Lets say I have a dataframe:
df =
|ID | year | value |
|----|------|----------|
|123 | 2011 | Mango |
|232 | 2010 | Pineapple|
|123 | 2022 | Orange |
|232 | 2021 | Apple |
|221 | 2021 | Banana |
I want to update the dataframe value with the latest years value. I am expecting a final df as:
|ID | year | value |
|----|------|----------|
|123 | 2011 | Orange |
|232 | 2010 | Apple |
|123 | 2022 | Orange |
|232 | 2021 | Apple |
|221 | 2021 | Banana |
Basically we want to update the values with the latest year's values. So in this case, id - 123 is appearing twice in the same df. They both have different values "Mango" in 2011 and "Orange" in 2022. We wish to have a new df created with same columns and same repetitions but with latest year's values.
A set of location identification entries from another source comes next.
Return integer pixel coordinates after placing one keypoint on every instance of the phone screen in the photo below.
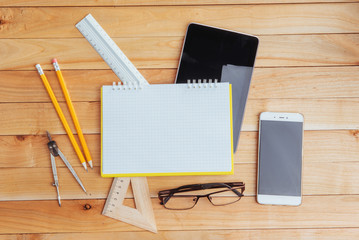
(280, 158)
(214, 53)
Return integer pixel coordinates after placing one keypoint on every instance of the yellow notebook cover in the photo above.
(166, 130)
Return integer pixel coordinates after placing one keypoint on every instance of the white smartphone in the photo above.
(280, 155)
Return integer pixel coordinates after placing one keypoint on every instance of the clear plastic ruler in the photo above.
(109, 51)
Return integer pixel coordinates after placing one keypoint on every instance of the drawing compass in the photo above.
(54, 152)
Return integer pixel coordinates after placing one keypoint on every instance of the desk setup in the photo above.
(212, 154)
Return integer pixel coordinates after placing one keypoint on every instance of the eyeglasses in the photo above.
(185, 197)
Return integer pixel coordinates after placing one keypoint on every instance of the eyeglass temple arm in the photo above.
(193, 187)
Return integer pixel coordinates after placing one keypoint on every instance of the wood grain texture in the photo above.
(58, 22)
(307, 62)
(289, 82)
(319, 146)
(35, 183)
(164, 52)
(36, 118)
(315, 212)
(83, 85)
(290, 234)
(42, 3)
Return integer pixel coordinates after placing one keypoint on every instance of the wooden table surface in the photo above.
(308, 62)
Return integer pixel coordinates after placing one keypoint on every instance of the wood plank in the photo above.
(319, 146)
(164, 52)
(47, 217)
(99, 3)
(289, 234)
(35, 183)
(59, 22)
(36, 118)
(289, 82)
(83, 85)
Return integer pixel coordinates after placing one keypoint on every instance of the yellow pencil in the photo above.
(61, 116)
(72, 112)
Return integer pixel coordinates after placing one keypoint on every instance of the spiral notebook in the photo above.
(166, 129)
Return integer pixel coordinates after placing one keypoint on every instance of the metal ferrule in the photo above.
(56, 66)
(39, 69)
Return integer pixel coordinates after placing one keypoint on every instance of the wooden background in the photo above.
(308, 62)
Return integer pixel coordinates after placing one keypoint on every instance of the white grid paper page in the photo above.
(168, 128)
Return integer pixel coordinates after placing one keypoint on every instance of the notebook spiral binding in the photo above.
(126, 86)
(202, 83)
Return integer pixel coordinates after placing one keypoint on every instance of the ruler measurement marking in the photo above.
(109, 51)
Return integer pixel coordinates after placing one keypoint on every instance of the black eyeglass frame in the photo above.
(165, 195)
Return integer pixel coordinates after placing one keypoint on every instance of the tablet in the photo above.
(228, 56)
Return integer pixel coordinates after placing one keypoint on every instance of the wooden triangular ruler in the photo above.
(142, 216)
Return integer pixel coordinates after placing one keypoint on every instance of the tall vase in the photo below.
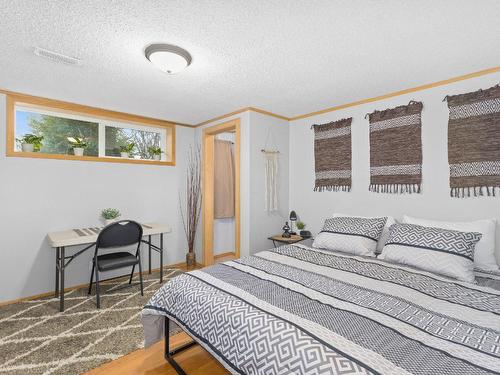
(190, 259)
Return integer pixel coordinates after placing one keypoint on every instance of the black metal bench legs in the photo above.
(170, 353)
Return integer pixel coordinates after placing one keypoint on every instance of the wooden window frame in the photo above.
(15, 99)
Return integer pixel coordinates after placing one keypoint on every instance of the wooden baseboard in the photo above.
(182, 266)
(223, 255)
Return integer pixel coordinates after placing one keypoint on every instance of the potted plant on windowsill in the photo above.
(79, 144)
(126, 150)
(31, 143)
(155, 152)
(110, 215)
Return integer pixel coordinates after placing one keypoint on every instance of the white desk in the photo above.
(88, 236)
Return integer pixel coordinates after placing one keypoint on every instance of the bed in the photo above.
(300, 310)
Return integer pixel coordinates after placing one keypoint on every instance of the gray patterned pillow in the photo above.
(354, 235)
(441, 251)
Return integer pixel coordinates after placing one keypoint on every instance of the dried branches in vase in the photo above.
(190, 202)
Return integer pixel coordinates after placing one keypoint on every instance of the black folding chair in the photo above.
(119, 234)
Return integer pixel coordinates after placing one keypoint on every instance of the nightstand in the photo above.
(283, 240)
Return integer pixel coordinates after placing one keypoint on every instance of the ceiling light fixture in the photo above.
(168, 58)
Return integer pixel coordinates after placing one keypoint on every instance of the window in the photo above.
(50, 132)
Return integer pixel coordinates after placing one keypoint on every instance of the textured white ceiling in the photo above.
(288, 57)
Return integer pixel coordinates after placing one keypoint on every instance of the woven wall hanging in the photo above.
(396, 149)
(474, 143)
(332, 155)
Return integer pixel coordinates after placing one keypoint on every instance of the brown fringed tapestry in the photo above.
(332, 155)
(474, 143)
(396, 149)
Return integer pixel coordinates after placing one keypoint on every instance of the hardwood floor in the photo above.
(195, 361)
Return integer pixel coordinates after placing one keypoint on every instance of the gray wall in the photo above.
(42, 195)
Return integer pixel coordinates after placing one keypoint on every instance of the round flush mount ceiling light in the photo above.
(168, 58)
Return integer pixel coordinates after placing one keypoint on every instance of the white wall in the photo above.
(262, 223)
(434, 202)
(42, 195)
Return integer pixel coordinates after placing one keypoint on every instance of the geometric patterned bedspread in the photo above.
(299, 310)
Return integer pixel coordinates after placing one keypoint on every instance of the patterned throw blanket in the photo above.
(473, 143)
(332, 155)
(396, 149)
(297, 310)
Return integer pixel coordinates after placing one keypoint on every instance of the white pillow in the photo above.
(354, 235)
(484, 254)
(385, 232)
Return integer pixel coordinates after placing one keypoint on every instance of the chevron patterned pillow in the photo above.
(354, 235)
(441, 251)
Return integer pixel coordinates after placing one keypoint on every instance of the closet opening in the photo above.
(221, 192)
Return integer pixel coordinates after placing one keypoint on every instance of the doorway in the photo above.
(221, 220)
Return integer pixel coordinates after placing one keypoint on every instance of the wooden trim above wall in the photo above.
(400, 92)
(258, 110)
(360, 102)
(152, 121)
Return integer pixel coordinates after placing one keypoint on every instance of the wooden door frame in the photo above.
(208, 137)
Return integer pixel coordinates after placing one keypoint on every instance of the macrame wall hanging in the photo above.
(332, 155)
(396, 149)
(271, 159)
(474, 143)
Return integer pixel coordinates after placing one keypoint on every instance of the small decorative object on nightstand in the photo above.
(293, 219)
(286, 233)
(303, 233)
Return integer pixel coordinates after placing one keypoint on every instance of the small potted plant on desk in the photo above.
(126, 150)
(155, 152)
(31, 143)
(79, 144)
(110, 215)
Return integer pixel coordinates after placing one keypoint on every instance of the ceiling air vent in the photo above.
(57, 57)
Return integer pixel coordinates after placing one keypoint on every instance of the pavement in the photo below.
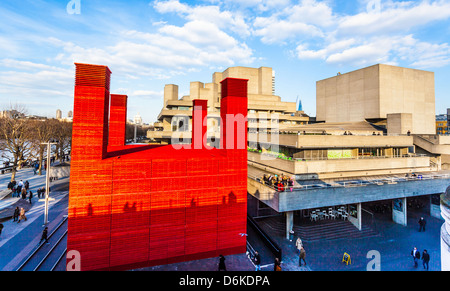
(393, 242)
(18, 240)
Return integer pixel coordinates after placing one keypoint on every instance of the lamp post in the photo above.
(137, 121)
(47, 182)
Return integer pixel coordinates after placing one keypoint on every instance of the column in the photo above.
(289, 222)
(399, 213)
(199, 124)
(445, 231)
(117, 120)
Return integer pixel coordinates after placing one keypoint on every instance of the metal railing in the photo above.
(267, 240)
(350, 183)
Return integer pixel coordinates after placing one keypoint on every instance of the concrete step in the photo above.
(321, 230)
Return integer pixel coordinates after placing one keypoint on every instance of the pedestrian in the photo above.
(24, 193)
(22, 215)
(425, 259)
(422, 223)
(257, 260)
(301, 257)
(44, 236)
(277, 265)
(16, 214)
(299, 244)
(416, 256)
(222, 266)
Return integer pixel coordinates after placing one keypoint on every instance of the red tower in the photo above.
(143, 205)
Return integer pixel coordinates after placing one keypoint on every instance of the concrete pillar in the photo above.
(399, 213)
(359, 216)
(358, 220)
(289, 222)
(445, 231)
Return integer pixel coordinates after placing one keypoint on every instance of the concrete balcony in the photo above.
(337, 168)
(332, 141)
(325, 195)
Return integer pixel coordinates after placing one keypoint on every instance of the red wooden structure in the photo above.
(133, 206)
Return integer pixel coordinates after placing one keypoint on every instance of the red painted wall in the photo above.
(144, 205)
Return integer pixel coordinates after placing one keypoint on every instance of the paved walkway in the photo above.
(18, 240)
(393, 242)
(324, 253)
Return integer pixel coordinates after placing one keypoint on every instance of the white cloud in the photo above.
(395, 17)
(380, 36)
(211, 14)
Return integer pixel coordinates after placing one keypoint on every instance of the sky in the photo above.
(148, 44)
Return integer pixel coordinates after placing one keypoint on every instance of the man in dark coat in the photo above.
(44, 235)
(416, 256)
(422, 223)
(257, 260)
(16, 214)
(425, 259)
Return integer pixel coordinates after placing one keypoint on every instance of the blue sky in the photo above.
(148, 44)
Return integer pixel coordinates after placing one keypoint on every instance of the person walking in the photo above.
(422, 223)
(257, 260)
(301, 257)
(22, 215)
(425, 259)
(299, 244)
(16, 214)
(24, 193)
(222, 266)
(416, 256)
(44, 236)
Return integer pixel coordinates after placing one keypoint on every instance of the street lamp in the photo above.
(137, 121)
(47, 182)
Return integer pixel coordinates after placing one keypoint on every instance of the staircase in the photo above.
(328, 229)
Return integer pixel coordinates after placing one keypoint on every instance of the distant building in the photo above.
(442, 125)
(137, 119)
(175, 118)
(379, 93)
(58, 114)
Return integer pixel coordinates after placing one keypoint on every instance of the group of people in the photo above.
(19, 214)
(21, 190)
(416, 257)
(18, 189)
(280, 183)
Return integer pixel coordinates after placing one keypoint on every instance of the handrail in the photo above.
(354, 183)
(40, 246)
(268, 241)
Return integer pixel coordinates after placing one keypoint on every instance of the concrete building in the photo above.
(175, 118)
(445, 231)
(375, 141)
(442, 125)
(402, 98)
(58, 114)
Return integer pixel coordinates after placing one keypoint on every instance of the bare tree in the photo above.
(63, 138)
(43, 131)
(16, 136)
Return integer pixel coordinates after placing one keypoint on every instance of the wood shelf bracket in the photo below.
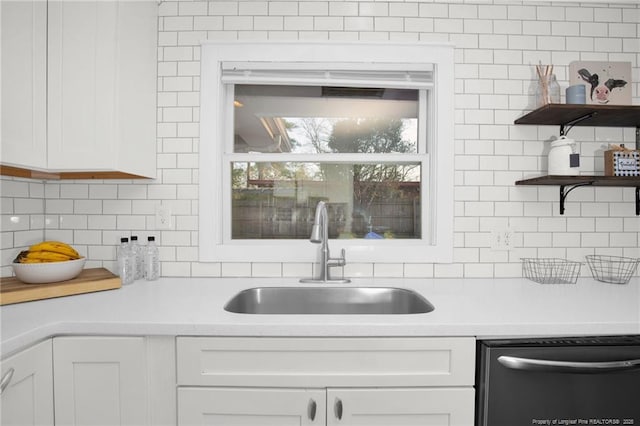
(564, 191)
(564, 131)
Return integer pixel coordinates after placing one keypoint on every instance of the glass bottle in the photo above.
(151, 260)
(126, 262)
(547, 90)
(138, 254)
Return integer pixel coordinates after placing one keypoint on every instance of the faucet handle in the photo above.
(339, 261)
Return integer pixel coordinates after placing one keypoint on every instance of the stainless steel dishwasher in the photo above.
(558, 381)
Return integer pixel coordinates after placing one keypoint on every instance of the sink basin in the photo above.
(328, 300)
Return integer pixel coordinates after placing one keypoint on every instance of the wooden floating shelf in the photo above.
(569, 183)
(598, 115)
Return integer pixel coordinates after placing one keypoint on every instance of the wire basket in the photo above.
(551, 270)
(612, 269)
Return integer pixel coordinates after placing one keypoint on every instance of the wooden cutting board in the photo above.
(13, 290)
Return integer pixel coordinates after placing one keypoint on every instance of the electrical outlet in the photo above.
(163, 217)
(502, 240)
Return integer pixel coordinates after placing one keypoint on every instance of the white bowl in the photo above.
(49, 272)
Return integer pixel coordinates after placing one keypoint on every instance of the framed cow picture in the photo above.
(607, 83)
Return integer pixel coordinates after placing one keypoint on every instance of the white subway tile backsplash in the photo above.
(497, 44)
(236, 269)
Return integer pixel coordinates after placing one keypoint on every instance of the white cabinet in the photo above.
(401, 406)
(335, 407)
(24, 83)
(114, 381)
(27, 387)
(251, 406)
(85, 87)
(343, 381)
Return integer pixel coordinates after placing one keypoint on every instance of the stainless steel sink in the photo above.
(328, 300)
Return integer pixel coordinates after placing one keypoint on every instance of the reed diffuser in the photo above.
(548, 90)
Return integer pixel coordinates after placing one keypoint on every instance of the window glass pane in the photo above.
(277, 200)
(320, 119)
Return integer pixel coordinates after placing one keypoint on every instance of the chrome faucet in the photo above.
(320, 235)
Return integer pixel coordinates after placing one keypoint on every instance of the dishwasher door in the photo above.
(593, 381)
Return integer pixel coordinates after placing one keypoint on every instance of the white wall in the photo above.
(497, 46)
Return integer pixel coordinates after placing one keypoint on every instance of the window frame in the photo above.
(437, 161)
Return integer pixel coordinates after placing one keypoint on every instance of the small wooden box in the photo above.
(622, 163)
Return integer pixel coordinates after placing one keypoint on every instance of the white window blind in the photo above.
(344, 74)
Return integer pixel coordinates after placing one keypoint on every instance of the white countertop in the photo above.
(464, 307)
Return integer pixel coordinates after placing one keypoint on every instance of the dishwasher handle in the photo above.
(543, 365)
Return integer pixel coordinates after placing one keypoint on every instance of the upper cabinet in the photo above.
(24, 83)
(79, 83)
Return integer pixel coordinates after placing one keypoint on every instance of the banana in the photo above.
(56, 247)
(47, 256)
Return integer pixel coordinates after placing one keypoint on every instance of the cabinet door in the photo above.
(251, 406)
(100, 381)
(400, 407)
(27, 395)
(24, 83)
(102, 86)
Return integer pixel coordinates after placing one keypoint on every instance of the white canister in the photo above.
(560, 157)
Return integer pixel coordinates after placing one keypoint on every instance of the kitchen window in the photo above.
(367, 128)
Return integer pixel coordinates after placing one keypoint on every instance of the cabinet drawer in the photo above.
(322, 362)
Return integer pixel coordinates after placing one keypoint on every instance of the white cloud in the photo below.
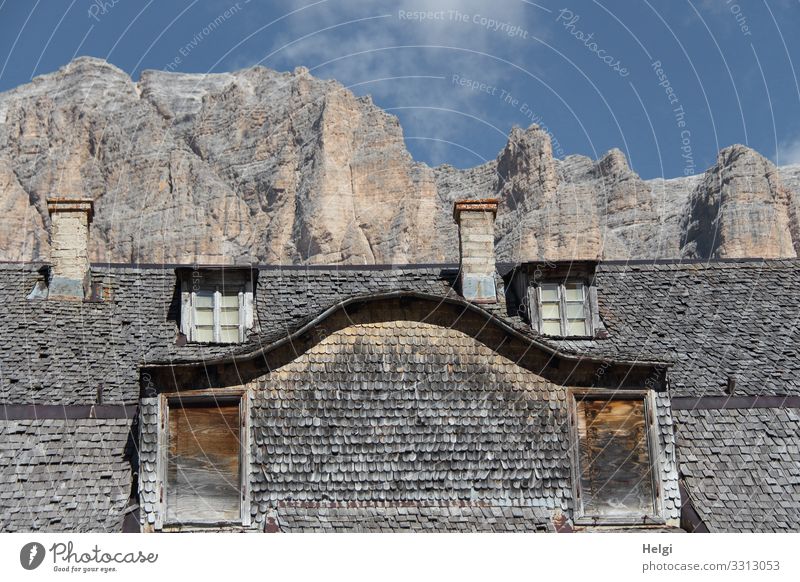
(375, 47)
(788, 152)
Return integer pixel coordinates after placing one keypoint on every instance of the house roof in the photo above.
(732, 319)
(713, 321)
(296, 517)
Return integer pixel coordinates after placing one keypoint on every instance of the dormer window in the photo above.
(216, 305)
(563, 309)
(557, 299)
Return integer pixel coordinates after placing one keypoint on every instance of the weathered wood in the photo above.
(203, 473)
(614, 459)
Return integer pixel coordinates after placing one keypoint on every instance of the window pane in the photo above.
(203, 317)
(575, 310)
(203, 463)
(229, 334)
(573, 292)
(230, 299)
(577, 327)
(551, 328)
(614, 458)
(548, 292)
(550, 311)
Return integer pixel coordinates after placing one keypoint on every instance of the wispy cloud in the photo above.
(405, 55)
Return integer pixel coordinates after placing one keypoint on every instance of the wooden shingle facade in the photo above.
(379, 399)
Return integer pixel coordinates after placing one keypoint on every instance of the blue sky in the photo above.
(668, 82)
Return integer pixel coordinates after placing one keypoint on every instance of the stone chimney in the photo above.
(69, 246)
(475, 219)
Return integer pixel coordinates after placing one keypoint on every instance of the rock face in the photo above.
(267, 167)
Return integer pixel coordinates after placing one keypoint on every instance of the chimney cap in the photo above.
(481, 204)
(63, 204)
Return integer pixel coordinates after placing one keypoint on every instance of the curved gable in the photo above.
(283, 346)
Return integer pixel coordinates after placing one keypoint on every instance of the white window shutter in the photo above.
(186, 310)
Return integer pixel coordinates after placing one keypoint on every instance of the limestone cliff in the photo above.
(274, 167)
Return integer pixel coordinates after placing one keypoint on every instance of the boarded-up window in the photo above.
(203, 466)
(614, 465)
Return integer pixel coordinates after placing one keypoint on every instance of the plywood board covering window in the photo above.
(203, 464)
(614, 460)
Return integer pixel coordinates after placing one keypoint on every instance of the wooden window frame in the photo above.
(209, 397)
(589, 308)
(580, 517)
(216, 281)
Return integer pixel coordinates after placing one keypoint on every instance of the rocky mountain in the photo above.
(267, 167)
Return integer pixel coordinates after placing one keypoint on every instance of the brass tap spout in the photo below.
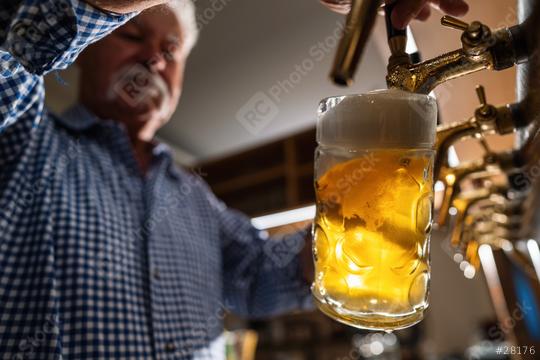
(464, 202)
(358, 28)
(482, 49)
(487, 119)
(451, 178)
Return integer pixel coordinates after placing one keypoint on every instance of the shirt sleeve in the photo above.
(262, 275)
(40, 36)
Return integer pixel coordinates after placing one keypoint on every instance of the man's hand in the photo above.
(124, 6)
(406, 10)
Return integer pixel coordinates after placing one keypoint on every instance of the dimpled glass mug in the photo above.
(374, 190)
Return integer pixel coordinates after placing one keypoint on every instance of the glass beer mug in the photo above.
(374, 190)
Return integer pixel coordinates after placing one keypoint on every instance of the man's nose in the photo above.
(156, 61)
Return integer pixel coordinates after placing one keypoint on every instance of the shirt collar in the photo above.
(77, 118)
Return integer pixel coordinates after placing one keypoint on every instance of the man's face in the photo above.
(135, 74)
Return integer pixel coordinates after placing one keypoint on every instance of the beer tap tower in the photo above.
(495, 224)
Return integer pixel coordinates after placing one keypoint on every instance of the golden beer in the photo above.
(372, 232)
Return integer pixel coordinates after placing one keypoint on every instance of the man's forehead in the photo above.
(158, 18)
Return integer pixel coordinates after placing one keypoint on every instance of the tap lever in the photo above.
(452, 22)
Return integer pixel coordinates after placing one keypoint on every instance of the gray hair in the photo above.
(186, 12)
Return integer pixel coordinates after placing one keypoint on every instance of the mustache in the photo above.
(139, 87)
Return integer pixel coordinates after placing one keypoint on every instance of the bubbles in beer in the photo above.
(372, 231)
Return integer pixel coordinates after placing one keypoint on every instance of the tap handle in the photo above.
(452, 22)
(481, 93)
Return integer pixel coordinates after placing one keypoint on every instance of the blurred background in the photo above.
(275, 56)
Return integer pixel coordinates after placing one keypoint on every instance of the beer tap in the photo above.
(491, 164)
(465, 201)
(487, 119)
(481, 49)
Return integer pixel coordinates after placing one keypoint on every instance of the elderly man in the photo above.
(107, 249)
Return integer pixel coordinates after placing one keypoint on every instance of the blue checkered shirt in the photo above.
(98, 261)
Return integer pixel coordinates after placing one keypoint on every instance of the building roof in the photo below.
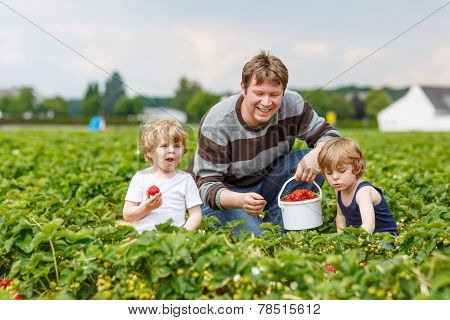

I need this to be done without using any loops as the originial df is extremely huge and using any loop is taking huge time to run
CodePudding user response:
You need to use 'Rank' & 'Merge' as below, gives required output
df = pd.DataFrame({'ID':[123,232,123,232,221],'Year':[2011,2010,2022,2021,2021],'Value':['Mango','Pineapple','Orange','Apple','Banana']})
df['ID_Year_Rank'] = df.groupby(['ID'])['Year'].rank(method='first', ascending=False)
df
This will add a rank == 1 to each row where year is latest in every ID
After this simple merge with itself based on filtered values give required result
pd.merge(df[['ID','Year']], df[df['ID_Year_Rank']==1][['ID','Value']], left_on='ID', right_on = 'ID')
CodePudding user response:
Try this. Use the indices of each ID's most recent year to index value column with it using loc[]
accessor.
# indices of last years of each ID
indx = df.groupby('ID')['year'].transform('idxmax')
# assign values corresponding to the last years back to value
df['value'] = df.loc[indx, 'value'].tolist()
df